Saturday, September 13, 2025

Open Notes in the Context of Humanistic Medicine

As readers of Budd's Blog know, I've been very involved in learning about humanistic medicine these last few years. I've learned a lot!

In 1973, David Warner and I were the first to suggest in the literature that patients be routinely given their medical records. Now, a few years later, this is actually being done. An article on how this is being implemented was accepted for publication in the Journal of Pediatrics - Clinical Practice, and the editor, Michael Cabana, asked me to submit a commentary.

Those many years ago when David and I wrote the original article, I couldn't have envisioned the context of humanistic medicine. Now it seems crystal clear. Likewise, those many years ago, I couldn't have imagined the context of corporatized practice, and I would have been hard-pressed to come up with policy recommendations to implement humanistic medicine in that organizational context. Now, that too seems crystal clear.

So, without further ado, here is that commentary, as published in Volume 17, September 2025.Journal of Pediatrics - Clinical Practice.

The Journal of Pediatrics: Clinical Practice

Volume 17, September 2025, 200155

https://www.sciencedirect.com/science/article/pii/S2950541025000171

Commentary

Open Notes in the Context of Humanistic Medicine

Budd N. Shenkin MD, MAPA

Cite

https://doi.org/10.1016/j.jpedcp.2025.200155

Refers to

“Open Notes” in Pediatric Acute Care Cardiology: Caregiver and Provider Experiences in a Single Center

The Journal of Pediatrics: Clinical Practice, Volume 16, June 2025, Pages 200147

Megan Rodts, Dana B. Gal, Brittney K. Hills, Elisa Marcuccio, Colleen M. Pater, Samuel Hanke

Giving patients their medical records was an idea first proposed in the literature over 50 years ago.1 As Rodts et al relate in their article, it took the innovation of the electronic health record to make record sharing practical. Sharing the medical record (SMR) has many objectives, but the major ones are that, by providing transparency into the record, patients will be better able to understand their case, and a frank and trusting clinician-patient relationship will be established in the process. The importance of SMR can best be understood by placing it in the perspective of humanistic medicine (HM) as it has developed over the years.

Medicine has always been a partnership between curing and caring. Curing is the realm of biomedicine (BioM); caring is the realm of (HM). The ultimate objective of HM can be said to have the patient feel known and respected as a person, and to feel cared for and cared about in the medical care process. In the history of HM, the focus has usually been appropriately on the doctor-patient relationship. Peabody's classic 1927 article, The Care of the Patient,2 emphasized knowing the patient personally, with “the material and spiritual forces that bear on his life.” He observed that “the treatment of a disease may be entirely impersonal; the care of a patient must be completely personal.” Szasz and Hollender's 1951 article updated Peabody's view by describing three types of doctor-patient relationships, each appropriate to a different situation: active-passive; guidance-cooperation, and mutual participation.3 As diversity in society became more recognized and the emotional aspect of care further elaborated, later teachers offered more details on the doctor's ideal role. For example, Branch et al noted the importance of “the physician's attitudes and actions that demonstrate interest in and respect for the patient and that address the patient's concerns and values. These generally are related to patients' psychological, social, and spiritual domains.”4 Schattner cited the “Three C's”: “‘comprehension' of the patient's narrative and importantly – emotions; leading to ‘compassion' and a ‘commitment' to act trying to help as much as possible.”5 Other important HM elaborations have also emerged, including narrative medicine, cultural relativity, spiritual comprehension, medical ethics considerations, and end-of-life palliative and hospice care.

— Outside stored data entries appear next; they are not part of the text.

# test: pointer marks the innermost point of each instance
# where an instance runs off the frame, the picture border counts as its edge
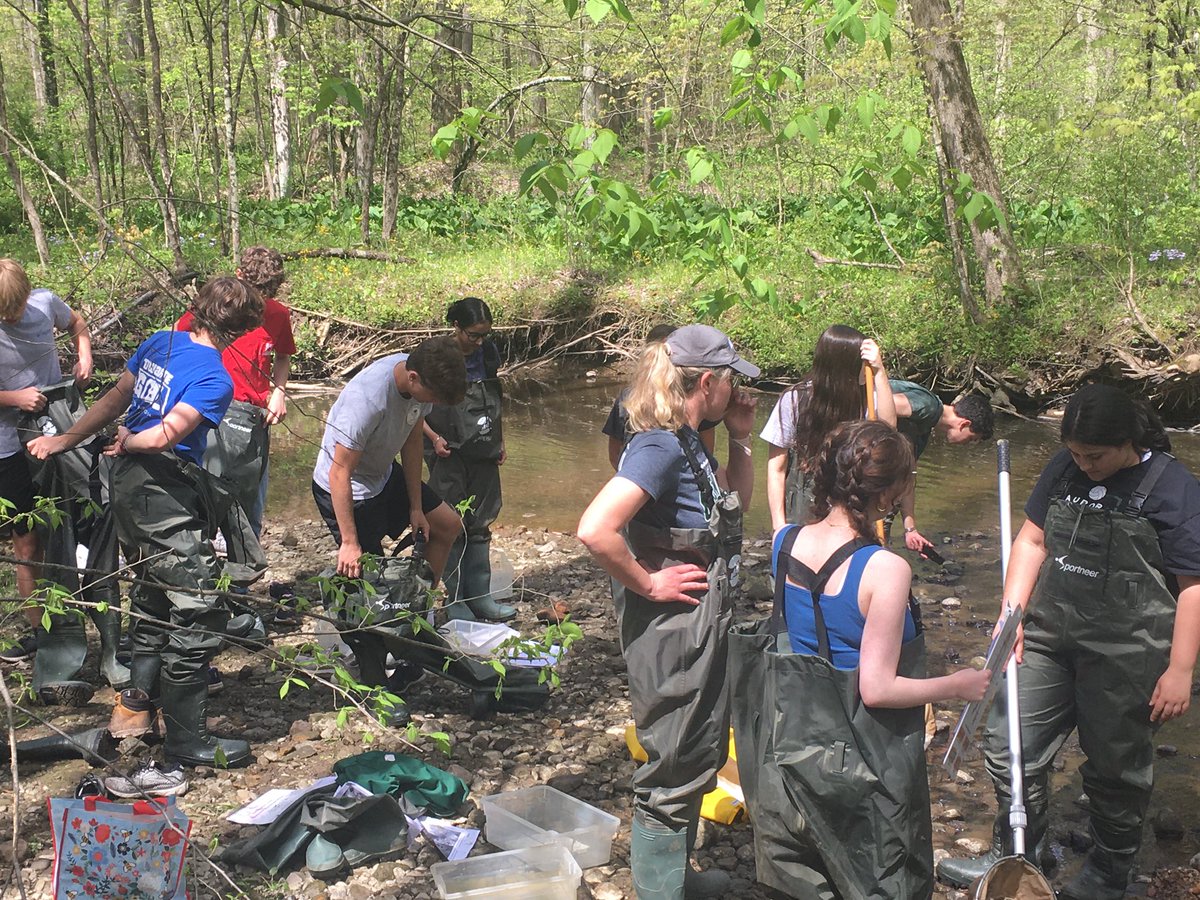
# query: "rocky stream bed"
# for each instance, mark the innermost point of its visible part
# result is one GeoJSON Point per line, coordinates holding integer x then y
{"type": "Point", "coordinates": [575, 742]}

Clearly, SMR belongs on the list of developments relevant to HM. While SMR is a general approach, each situation is specific. Rodtz et al outline their initial implementation approach in a highly-technical inpatient ward with highly medically literate patients without special preparation of patients or training of personnel. They found, as others have, that while the initial experience is generally positive, patient acceptance, and even enthusiasm to be part of the team, is easier to achieve than is clinician acceptance.6 Because implementation is always a process, the authors' ideas for further training of medical personnel are sensible next steps.

It is also important to get perspective on how radically different our modern context of HM is, as compared to the past. The geometric expansion of BioM has drastically changed the organization of health care. It is no longer the doctor and the patient simply meeting together in isolation. Medicine now involves innumerable subspecialists and a plethora of new testing, general hospitalist care for inpatients, as well as interdisciplinary team medicine at all levels. Additionally, modern medicine is delivered through very large corporate entities managed by business-oriented leaders, and insurance companies not only pay for care, but often dictate many of the terms of care, including often problematic prior authorizations. Patients are thus now faced with many doctors and other professionals with whom they do not have a continuous relationship, challenges in finding a single source of reliable caring within these complex organizations, threats of getting lost in the system and being treated as a unit of some sort rather than as a known person. In other words, patients now not only interact the known quantity of “their doctor,” they also encounter the unknown through faceless medical organizations, including the residual of organizational complexity.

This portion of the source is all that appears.